Mit einem schwarzen Lederriemen um ihre Arme geschlungen, der Gebetskapsel Tefillin auf dem Kopf und einem weißen Gebetstuch auf den Schultern liest eine junge Frau aus der Tora vor. Eine Frauenstimme ertönt "Wisst ihr, was ich gerade gehört habe?", im Hintergrund poppen Sprechblasen auf: "Eine Frau kann nicht Rabbiner werden."

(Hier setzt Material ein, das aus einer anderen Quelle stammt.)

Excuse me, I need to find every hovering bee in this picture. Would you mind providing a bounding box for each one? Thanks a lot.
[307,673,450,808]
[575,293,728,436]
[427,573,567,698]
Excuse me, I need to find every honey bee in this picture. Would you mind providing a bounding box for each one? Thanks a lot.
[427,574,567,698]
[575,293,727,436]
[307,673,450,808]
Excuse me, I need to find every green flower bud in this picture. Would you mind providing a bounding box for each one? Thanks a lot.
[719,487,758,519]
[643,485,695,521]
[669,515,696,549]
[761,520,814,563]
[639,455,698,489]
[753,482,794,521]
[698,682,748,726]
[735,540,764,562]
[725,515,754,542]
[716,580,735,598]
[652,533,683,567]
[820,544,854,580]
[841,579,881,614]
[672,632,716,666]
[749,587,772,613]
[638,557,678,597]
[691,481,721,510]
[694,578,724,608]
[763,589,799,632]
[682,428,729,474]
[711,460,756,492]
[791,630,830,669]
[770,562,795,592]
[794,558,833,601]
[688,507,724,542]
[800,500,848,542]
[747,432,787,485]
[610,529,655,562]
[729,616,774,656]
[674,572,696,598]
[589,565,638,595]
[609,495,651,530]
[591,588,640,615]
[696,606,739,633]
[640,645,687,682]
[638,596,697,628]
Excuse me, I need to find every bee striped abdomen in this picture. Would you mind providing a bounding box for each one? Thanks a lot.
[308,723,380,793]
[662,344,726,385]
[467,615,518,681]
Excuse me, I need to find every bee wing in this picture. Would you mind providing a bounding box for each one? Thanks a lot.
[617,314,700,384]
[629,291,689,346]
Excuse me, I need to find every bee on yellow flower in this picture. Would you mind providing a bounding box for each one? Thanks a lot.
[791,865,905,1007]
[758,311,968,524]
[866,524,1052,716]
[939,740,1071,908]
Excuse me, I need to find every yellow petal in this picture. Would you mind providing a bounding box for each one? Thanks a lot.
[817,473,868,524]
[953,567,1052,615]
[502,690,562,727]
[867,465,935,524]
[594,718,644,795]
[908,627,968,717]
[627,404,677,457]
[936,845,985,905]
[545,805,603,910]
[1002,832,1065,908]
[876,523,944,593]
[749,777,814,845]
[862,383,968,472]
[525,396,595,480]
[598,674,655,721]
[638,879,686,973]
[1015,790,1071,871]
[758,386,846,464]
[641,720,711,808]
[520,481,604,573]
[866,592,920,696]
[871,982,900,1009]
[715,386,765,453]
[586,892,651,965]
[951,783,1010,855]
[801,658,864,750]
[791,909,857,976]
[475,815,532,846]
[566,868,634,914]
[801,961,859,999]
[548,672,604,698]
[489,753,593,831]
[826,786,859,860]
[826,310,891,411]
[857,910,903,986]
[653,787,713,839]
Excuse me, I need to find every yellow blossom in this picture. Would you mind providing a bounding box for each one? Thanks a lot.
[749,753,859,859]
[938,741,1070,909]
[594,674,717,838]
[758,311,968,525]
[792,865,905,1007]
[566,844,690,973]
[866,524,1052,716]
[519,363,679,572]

Das ist ein Reel - ein kurzes Video - von der angehenden Rabbinerin Helene Braun auf ihrem Instagram-Kanal. Der 25-Jährigen folgen mittlerweile mehr als 8.000 Menschen auf der sozialen Plattform. Dort bezeichnet sie sich selbst als queer und feministisch. Für unter anderem mehr Feminismus in ihren Religionen kämpfen auch die 25-jährige katholische Seelsorgerin Lisa Quarch auf Instagram und die 20-jährige Muslima Dunja Hädrich als Landessprecherin Niedersachsen der Linksjugend. Ehrenamtlich - neben Job oder Studium.
Glaube soll individuell frei ausgelebt werden
Das gemeinsame Ziel der drei Aktivistinnen ist mehr Gleichberechtigung in ihren Glaubensgemeinschaften, in denen Männer zumeist die wichtigen Ämter bekleiden. "Dass nicht-cismännliche Personen auch Priesterin werden können, ist natürlich nicht das einzige feministische Ziel. Auch eine Nicht-Diskriminierung von unterschiedlichen Sexualitäten, eine Segnungsfeier für unterschiedliche Lebensabschnitte oder die Anerkennung von Scheidung sind feministische Ziele", so die katholische Seelsorgerin Quarch.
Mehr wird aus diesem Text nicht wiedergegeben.